Tom Linebarger, its chief executive, says he is highly confident that hydrogen lorries will be “even money” with diesel lorries on total cost of ownership by 2030. 

Customers, he says, are worried about the reliability of vehicles with batteries. 

“If I am a distribution company and have fuel-cell vehicles using hydrogen, I don’t need to depend on the grid.”

As on road so, perhaps, on rail. 

France’s Alstom, the biggest rail manufacturer outside China, is already running hydrogen-powered trains in Germany. 

Compared with diesel trains, these whizzy locomotives emit no local air pollution, make very little noise and offer a ride as smooth as that of conventional electric trains. 

The firm thinks many of the 5,000 diesel trains to be retired in Europe by 2035 could economically be replaced by hydrogen trains. 

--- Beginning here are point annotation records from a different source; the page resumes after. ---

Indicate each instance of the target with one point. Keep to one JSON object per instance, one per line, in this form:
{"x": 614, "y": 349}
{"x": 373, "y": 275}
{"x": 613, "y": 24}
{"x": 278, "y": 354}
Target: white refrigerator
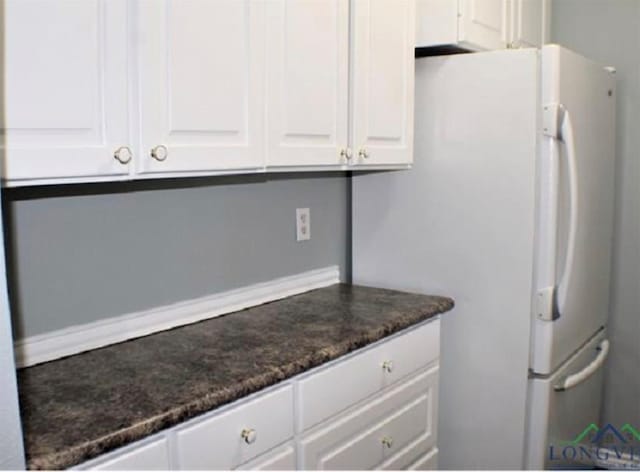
{"x": 509, "y": 210}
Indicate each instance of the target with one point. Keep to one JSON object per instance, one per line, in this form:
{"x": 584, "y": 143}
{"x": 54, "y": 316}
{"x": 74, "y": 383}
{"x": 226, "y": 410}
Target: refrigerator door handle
{"x": 566, "y": 134}
{"x": 579, "y": 377}
{"x": 558, "y": 126}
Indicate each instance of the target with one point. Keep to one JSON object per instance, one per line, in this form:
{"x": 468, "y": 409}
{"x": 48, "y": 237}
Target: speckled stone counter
{"x": 76, "y": 408}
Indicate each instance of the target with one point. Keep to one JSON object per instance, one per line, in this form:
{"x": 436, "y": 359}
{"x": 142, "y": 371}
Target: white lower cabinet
{"x": 281, "y": 458}
{"x": 228, "y": 439}
{"x": 375, "y": 408}
{"x": 378, "y": 431}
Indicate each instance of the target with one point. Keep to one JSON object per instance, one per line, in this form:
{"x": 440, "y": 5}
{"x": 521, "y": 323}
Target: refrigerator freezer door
{"x": 558, "y": 416}
{"x": 575, "y": 219}
{"x": 461, "y": 223}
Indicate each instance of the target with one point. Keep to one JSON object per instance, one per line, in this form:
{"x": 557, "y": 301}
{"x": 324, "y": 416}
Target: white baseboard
{"x": 65, "y": 342}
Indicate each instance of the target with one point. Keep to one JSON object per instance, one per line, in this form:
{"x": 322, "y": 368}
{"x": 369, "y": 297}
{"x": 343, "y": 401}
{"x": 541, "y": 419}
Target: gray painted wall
{"x": 78, "y": 254}
{"x": 609, "y": 32}
{"x": 11, "y": 449}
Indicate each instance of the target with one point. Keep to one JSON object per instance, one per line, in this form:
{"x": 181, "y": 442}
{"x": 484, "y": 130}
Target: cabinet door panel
{"x": 201, "y": 84}
{"x": 483, "y": 23}
{"x": 308, "y": 57}
{"x": 366, "y": 438}
{"x": 383, "y": 81}
{"x": 282, "y": 458}
{"x": 64, "y": 98}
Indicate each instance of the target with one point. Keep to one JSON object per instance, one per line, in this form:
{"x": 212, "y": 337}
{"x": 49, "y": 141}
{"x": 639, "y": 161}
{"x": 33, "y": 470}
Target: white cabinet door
{"x": 64, "y": 97}
{"x": 308, "y": 81}
{"x": 383, "y": 77}
{"x": 530, "y": 23}
{"x": 201, "y": 85}
{"x": 483, "y": 23}
{"x": 243, "y": 432}
{"x": 281, "y": 458}
{"x": 384, "y": 427}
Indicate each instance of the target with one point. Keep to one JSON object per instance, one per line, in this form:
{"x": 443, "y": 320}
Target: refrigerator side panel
{"x": 461, "y": 223}
{"x": 576, "y": 262}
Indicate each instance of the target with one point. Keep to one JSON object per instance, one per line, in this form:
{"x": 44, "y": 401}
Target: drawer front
{"x": 347, "y": 382}
{"x": 411, "y": 454}
{"x": 153, "y": 455}
{"x": 217, "y": 442}
{"x": 282, "y": 458}
{"x": 428, "y": 462}
{"x": 370, "y": 435}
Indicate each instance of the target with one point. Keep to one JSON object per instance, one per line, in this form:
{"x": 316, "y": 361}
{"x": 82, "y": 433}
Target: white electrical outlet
{"x": 303, "y": 224}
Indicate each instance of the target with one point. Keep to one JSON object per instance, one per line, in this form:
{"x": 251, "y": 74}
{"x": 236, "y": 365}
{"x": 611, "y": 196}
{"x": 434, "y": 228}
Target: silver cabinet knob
{"x": 346, "y": 154}
{"x": 249, "y": 435}
{"x": 160, "y": 152}
{"x": 123, "y": 155}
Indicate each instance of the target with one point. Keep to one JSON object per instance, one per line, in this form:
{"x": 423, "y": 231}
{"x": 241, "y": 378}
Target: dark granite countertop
{"x": 76, "y": 408}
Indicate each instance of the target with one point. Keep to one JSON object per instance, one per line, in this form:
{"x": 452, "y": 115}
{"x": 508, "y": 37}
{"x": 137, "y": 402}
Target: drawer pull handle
{"x": 249, "y": 435}
{"x": 160, "y": 152}
{"x": 123, "y": 155}
{"x": 346, "y": 154}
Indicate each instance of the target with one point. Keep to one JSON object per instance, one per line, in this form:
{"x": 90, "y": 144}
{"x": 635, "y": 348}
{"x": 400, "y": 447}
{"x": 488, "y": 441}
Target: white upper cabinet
{"x": 64, "y": 99}
{"x": 383, "y": 81}
{"x": 530, "y": 23}
{"x": 308, "y": 82}
{"x": 201, "y": 85}
{"x": 98, "y": 90}
{"x": 482, "y": 24}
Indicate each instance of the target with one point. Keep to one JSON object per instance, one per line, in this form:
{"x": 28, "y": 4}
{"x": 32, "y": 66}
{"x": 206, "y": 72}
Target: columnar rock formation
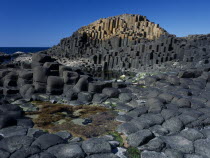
{"x": 130, "y": 42}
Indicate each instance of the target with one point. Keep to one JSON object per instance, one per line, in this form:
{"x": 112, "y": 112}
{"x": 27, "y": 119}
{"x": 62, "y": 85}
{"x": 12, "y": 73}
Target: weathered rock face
{"x": 131, "y": 42}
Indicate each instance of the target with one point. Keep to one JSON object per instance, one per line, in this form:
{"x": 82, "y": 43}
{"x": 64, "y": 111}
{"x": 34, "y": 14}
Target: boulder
{"x": 139, "y": 138}
{"x": 47, "y": 140}
{"x": 96, "y": 146}
{"x": 55, "y": 85}
{"x": 66, "y": 151}
{"x": 40, "y": 74}
{"x": 179, "y": 143}
{"x": 41, "y": 58}
{"x": 70, "y": 77}
{"x": 82, "y": 84}
{"x": 111, "y": 92}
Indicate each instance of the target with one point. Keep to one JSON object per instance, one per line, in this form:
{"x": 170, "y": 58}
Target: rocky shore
{"x": 162, "y": 115}
{"x": 52, "y": 108}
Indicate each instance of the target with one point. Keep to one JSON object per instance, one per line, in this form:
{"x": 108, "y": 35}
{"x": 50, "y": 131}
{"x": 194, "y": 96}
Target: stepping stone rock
{"x": 110, "y": 155}
{"x": 174, "y": 125}
{"x": 63, "y": 134}
{"x": 13, "y": 131}
{"x": 139, "y": 138}
{"x": 193, "y": 156}
{"x": 127, "y": 128}
{"x": 171, "y": 153}
{"x": 192, "y": 134}
{"x": 47, "y": 140}
{"x": 183, "y": 103}
{"x": 11, "y": 144}
{"x": 179, "y": 143}
{"x": 25, "y": 152}
{"x": 66, "y": 151}
{"x": 202, "y": 147}
{"x": 155, "y": 144}
{"x": 123, "y": 118}
{"x": 4, "y": 154}
{"x": 125, "y": 97}
{"x": 96, "y": 146}
{"x": 158, "y": 130}
{"x": 111, "y": 92}
{"x": 152, "y": 154}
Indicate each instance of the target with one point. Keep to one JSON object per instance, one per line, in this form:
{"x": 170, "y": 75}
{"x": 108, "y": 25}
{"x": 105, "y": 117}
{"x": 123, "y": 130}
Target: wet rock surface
{"x": 162, "y": 114}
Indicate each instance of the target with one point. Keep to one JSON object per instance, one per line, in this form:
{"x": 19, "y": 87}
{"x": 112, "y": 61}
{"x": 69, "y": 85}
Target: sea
{"x": 11, "y": 50}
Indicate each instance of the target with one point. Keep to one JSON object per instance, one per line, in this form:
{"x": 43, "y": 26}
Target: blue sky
{"x": 38, "y": 23}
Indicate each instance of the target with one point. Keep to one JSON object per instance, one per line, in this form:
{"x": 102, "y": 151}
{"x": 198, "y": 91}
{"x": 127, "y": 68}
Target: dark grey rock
{"x": 179, "y": 143}
{"x": 4, "y": 154}
{"x": 139, "y": 138}
{"x": 184, "y": 103}
{"x": 14, "y": 143}
{"x": 55, "y": 85}
{"x": 137, "y": 111}
{"x": 6, "y": 121}
{"x": 169, "y": 113}
{"x": 40, "y": 74}
{"x": 99, "y": 98}
{"x": 193, "y": 156}
{"x": 95, "y": 87}
{"x": 66, "y": 151}
{"x": 85, "y": 96}
{"x": 70, "y": 77}
{"x": 123, "y": 118}
{"x": 25, "y": 152}
{"x": 202, "y": 147}
{"x": 158, "y": 130}
{"x": 192, "y": 134}
{"x": 47, "y": 140}
{"x": 206, "y": 132}
{"x": 174, "y": 125}
{"x": 109, "y": 155}
{"x": 13, "y": 131}
{"x": 96, "y": 146}
{"x": 111, "y": 92}
{"x": 81, "y": 85}
{"x": 125, "y": 97}
{"x": 127, "y": 128}
{"x": 152, "y": 154}
{"x": 25, "y": 123}
{"x": 123, "y": 107}
{"x": 155, "y": 144}
{"x": 33, "y": 132}
{"x": 63, "y": 134}
{"x": 173, "y": 153}
{"x": 166, "y": 96}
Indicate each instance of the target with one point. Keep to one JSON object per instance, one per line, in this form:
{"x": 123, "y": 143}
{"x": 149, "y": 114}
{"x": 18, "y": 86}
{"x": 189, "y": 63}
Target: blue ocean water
{"x": 11, "y": 50}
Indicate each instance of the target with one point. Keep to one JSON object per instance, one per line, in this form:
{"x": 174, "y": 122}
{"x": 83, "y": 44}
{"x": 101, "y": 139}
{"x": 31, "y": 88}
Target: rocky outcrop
{"x": 132, "y": 43}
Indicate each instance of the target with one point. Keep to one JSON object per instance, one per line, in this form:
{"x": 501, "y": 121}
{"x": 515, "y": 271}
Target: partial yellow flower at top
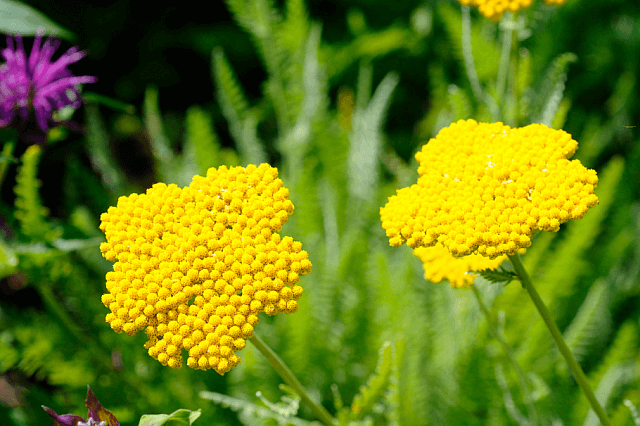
{"x": 195, "y": 266}
{"x": 485, "y": 188}
{"x": 494, "y": 9}
{"x": 439, "y": 264}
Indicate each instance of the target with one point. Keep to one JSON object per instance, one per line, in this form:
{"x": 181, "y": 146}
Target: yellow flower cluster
{"x": 485, "y": 188}
{"x": 439, "y": 264}
{"x": 196, "y": 265}
{"x": 494, "y": 9}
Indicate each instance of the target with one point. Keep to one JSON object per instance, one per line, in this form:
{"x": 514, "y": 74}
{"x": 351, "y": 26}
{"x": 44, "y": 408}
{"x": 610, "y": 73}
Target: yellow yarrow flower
{"x": 195, "y": 266}
{"x": 485, "y": 188}
{"x": 494, "y": 9}
{"x": 439, "y": 264}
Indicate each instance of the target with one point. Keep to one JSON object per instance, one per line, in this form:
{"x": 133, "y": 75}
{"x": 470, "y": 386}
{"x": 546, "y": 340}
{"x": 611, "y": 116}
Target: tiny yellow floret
{"x": 439, "y": 264}
{"x": 485, "y": 188}
{"x": 192, "y": 264}
{"x": 494, "y": 9}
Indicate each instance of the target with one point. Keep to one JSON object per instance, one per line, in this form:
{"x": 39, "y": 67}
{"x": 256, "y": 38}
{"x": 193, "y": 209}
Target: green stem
{"x": 287, "y": 375}
{"x": 528, "y": 399}
{"x": 470, "y": 67}
{"x": 4, "y": 165}
{"x": 573, "y": 365}
{"x": 505, "y": 56}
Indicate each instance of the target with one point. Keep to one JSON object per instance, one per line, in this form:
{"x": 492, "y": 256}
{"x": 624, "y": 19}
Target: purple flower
{"x": 37, "y": 84}
{"x": 97, "y": 415}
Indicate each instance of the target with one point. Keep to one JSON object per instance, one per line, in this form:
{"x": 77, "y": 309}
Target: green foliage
{"x": 402, "y": 350}
{"x": 177, "y": 418}
{"x": 29, "y": 209}
{"x": 499, "y": 275}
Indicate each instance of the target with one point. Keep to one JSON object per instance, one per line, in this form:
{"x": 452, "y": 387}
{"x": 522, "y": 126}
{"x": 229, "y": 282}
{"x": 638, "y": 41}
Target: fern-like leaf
{"x": 243, "y": 123}
{"x": 249, "y": 410}
{"x": 592, "y": 323}
{"x": 29, "y": 211}
{"x": 459, "y": 103}
{"x": 377, "y": 383}
{"x": 101, "y": 158}
{"x": 160, "y": 145}
{"x": 366, "y": 141}
{"x": 549, "y": 93}
{"x": 202, "y": 139}
{"x": 499, "y": 275}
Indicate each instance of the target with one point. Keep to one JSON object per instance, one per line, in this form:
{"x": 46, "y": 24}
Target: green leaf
{"x": 551, "y": 88}
{"x": 376, "y": 385}
{"x": 8, "y": 260}
{"x": 178, "y": 417}
{"x": 499, "y": 275}
{"x": 112, "y": 103}
{"x": 101, "y": 158}
{"x": 366, "y": 137}
{"x": 202, "y": 139}
{"x": 17, "y": 17}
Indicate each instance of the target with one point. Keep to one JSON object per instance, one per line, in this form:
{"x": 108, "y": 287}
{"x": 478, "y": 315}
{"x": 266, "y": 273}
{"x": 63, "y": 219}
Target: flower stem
{"x": 528, "y": 399}
{"x": 287, "y": 375}
{"x": 573, "y": 365}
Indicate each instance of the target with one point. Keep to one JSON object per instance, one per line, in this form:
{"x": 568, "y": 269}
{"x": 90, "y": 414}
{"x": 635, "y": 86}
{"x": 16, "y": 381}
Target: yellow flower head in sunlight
{"x": 439, "y": 264}
{"x": 485, "y": 188}
{"x": 195, "y": 266}
{"x": 494, "y": 9}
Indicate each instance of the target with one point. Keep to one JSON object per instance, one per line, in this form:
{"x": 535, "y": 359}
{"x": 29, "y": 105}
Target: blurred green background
{"x": 382, "y": 79}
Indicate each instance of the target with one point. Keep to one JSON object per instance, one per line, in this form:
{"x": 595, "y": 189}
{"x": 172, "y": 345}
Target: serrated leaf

By 2030, hydrogen trains could make up a tenth of those not already electrified.

The Boston Consulting Group (bcg) reckons that hydrogen could be competitive on price with other ways of fuelling trains by 2030 even with no carbon pricing. 

The other big early market it sees is in construction equipment and other applications where the high torque provided by electric motors is useful and the long charging time for batteries a frustration (fork-lift trucks have proved to be one such niche). 

bcg expects heavy lorries, ships and applications in the chemicals industry will be close behind, and predicts an annual $200bn market for hydrogen-related machinery and components by 2050.

But this makes sense only if supply and demand grow in tandem. 

A business-as-usual approach in which supply was not stimulated would lead companies to double down on incumbent dirty technologies, particularly in industrial applications, as they update ageing capital equipment, leading to a pernicious lock-in of legacy equipment. 

But stimulating supply will generate resistance, both from incumbents in other fields and from finance ministries, unless demand is visibly increasing alongside it and delivering things which people want.

Comparing it to the renewables industry, which could feed in to existing grids, Mr Heid of McKinsey likens the hydrogen economy to a heavy flywheel: “It takes more to get it spinning, but once it’s going it really goes.” 

He might also add that spinning up a flywheel is a tricky business; let it go even a little off balance and you risk having it tear apart.